CRISTOVAM BUARQUE - Professor emérito da UnB e membro da Comissão Internacional da Unesco para o Futuro da Educação
A leitura das 1.584 páginas dos três volumes do livro Escravidão, de Laurentino Gomes, passa a sensação das 1.575 páginas (na edição Nova Aguilar) do Guerra e paz, de Tolstói: um gostinho de quero mais. O leitor fica instigado a conhecer mais do tema e a continuar o prazer de ler. No caso de Guerra e paz, o leitor quer conhecer a continuação da história do povo russo. Com o Escravidão, queremos saber sobre a continuação desse sistema, mesmo depois da abolição. O próprio Laurentino Gomes conclui o livro com o capítulo "O dia seguinte", ao Treze de Maio, mostrando a abolição incompleta, 130 anos depois. Ele indica a desigualdade nas condições de vida entre negros e brancos e afirma que "o racismo se mantém como um traço característico da sociedade brasileira".
Fica faltando a história da escravidão no pós-abolição, como se os três volumes não bastassem para contar a saga do escravismo não terminado, cuja maldade tem o porte da barbárie do holocausto, do apartheid, persistindo sob a forma da desigualdade crescente, e durou muito mais e atingiu mais pessoas. A Lei Áurea foi duplamente escamoteada: não ofereceu educação, que não contemplava, e pagou indenização, que prometeu não fazer.

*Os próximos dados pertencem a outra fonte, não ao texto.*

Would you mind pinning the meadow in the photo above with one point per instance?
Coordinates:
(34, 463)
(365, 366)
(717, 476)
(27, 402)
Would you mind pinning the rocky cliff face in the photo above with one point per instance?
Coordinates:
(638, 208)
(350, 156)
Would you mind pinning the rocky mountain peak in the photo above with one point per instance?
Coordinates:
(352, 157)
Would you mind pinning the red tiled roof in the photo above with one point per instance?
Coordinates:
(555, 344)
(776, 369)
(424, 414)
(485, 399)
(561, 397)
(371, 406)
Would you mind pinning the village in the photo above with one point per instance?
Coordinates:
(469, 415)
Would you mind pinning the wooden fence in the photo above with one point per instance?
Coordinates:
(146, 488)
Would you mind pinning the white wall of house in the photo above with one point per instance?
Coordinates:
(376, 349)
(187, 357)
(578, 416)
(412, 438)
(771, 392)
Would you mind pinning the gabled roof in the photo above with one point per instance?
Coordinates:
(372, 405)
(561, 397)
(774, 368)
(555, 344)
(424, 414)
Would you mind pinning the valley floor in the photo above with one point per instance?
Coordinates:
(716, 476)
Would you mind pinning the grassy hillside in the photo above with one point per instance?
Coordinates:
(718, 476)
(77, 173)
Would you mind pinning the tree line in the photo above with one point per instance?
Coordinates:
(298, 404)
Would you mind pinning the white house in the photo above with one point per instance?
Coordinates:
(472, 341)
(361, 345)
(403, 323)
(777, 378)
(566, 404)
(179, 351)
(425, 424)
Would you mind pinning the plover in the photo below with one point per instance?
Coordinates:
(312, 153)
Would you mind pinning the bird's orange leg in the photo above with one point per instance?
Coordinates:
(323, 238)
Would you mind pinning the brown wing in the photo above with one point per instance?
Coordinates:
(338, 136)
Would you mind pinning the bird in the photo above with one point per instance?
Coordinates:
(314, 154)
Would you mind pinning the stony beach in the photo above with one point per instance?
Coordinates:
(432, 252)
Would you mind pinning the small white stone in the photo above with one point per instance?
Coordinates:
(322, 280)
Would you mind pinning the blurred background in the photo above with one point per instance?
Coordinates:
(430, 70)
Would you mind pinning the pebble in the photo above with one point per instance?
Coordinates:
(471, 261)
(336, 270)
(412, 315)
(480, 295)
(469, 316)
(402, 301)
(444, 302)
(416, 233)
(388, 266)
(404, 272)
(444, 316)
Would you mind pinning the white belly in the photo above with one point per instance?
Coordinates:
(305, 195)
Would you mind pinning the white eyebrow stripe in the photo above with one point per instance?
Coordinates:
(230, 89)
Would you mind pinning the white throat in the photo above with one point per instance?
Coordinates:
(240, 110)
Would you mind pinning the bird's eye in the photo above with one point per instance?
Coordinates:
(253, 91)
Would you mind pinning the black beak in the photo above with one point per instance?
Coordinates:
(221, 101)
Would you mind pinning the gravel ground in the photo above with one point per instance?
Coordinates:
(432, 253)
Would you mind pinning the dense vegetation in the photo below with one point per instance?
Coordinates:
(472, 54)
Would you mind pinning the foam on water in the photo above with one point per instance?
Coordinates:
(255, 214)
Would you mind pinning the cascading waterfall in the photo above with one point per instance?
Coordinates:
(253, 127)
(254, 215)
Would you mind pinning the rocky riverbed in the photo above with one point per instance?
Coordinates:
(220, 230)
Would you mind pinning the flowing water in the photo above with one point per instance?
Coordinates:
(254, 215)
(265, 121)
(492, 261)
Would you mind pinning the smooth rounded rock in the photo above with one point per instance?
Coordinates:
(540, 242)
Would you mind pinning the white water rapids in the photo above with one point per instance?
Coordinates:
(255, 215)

Uma escravidão moderna continuou por 100 anos sob a forma da negação de escola para os descendentes sociais dos escravos. Até o século 21, quando entram em vigor a lei do Piso Nacional Salarial do Professor e a obrigatoriedade de vaga em escola pública dos quatro aos 17 anos, mas mantém o sistema de educação dividido entre "escolas senzala" e "escolas casa grande", conforme a origem social do aluno. Essa desigualdade é uma trincheira do escravismo.
Rui Barbosa decidiu queimar os arquivos da escravidão para impedir que os escravistas e seus descendentes cobrassem e recebessem indenização por causa da desapropriação do direito adquirido de possuir seres humanos que tinham sido comprados. Mas, desde então, cada orçamento público brasileiro é uma transferência de renda para investir em benefício dos descendentes sociais dos donos dos escravos, tirando recursos de projetos sociais que beneficiariam os pobres, descendentes sociais dos escravos, na sua maioria descendentes também raciais.
No ano 134° da Abolição, um único item, secreto (de R$ 20 bilhões) no orçamento, e sem benefícios claros para a vida dos pobres, permite indenizar aos descendentes atuais de seus donos, com R$ 25 mil para cada um dos 800 mil escravos cativos em 1888. Soma-se a isso os subsídios e investimentos para a parcela rica: ao longo de três décadas percebe-se que a indenização continua sendo paga, em montantes muito maiores do que se imaginava à época. Por toda nossa história, a República tira dinheiro que deveria ser investido na educação, saúde, moradia, emprego dos descendentes dos escravos e os utiliza para financiar conforto e patrimônio de classes privilegiadas.
Tolstói não escreveu uma complementação para Guerra e paz, mas esperamos o quarto volume do livro Escravidão: os anos seguintes à Abolição. Enquanto esse novo volume não vem, cada casa brasileira deveria ter os três primeiros para contar a saga escravocrata, que durou quase todo o tempo de nossa história. Nos fazer perceber que quase todos os problemas que atravessamos — uma barreira ao progresso e um lamaçal na política — decorrem daqueles 400 anos que Laurentino nos descreve desde o primeiro leilão na cidade de Lagos, em Portugal. Cada criança deveria aprender a ler conhecendo essa chaga sobre a qual o Brasil foi construído. Esta seria uma maneira de ensinar, pelas informações, passar gosto por ler, graças ao belo texto do livro, e despertar indignação com as maldades sociais que nossa elite política e econômica pratica há séculos. Além disso, usar o livro como um despertador moral e político para querermos fazer o Brasil melhor e mais belo, completando a Abolição.
A alma de um povo é construída por seus escritores, artistas e poetas quando eles são capazes de reunir rigor no conhecimento histórico com genialidade para escrever bem. Ainda mais quando suas informações e textos passam empatia pelo lado injustiçado da população. Escravidão é para ser lido e relido, porque está escrito com a qualificação de um investigador e a maestria de um escritor: consegue o rigor da análise, com a beleza do texto, sem esconder o horror do tema. Com essa saga, o Brasil tem seu Guerra e paz, descrevendo uma realidade que parece ficção, tanto quanto Tolstói escreveu uma ficção que parece realidade.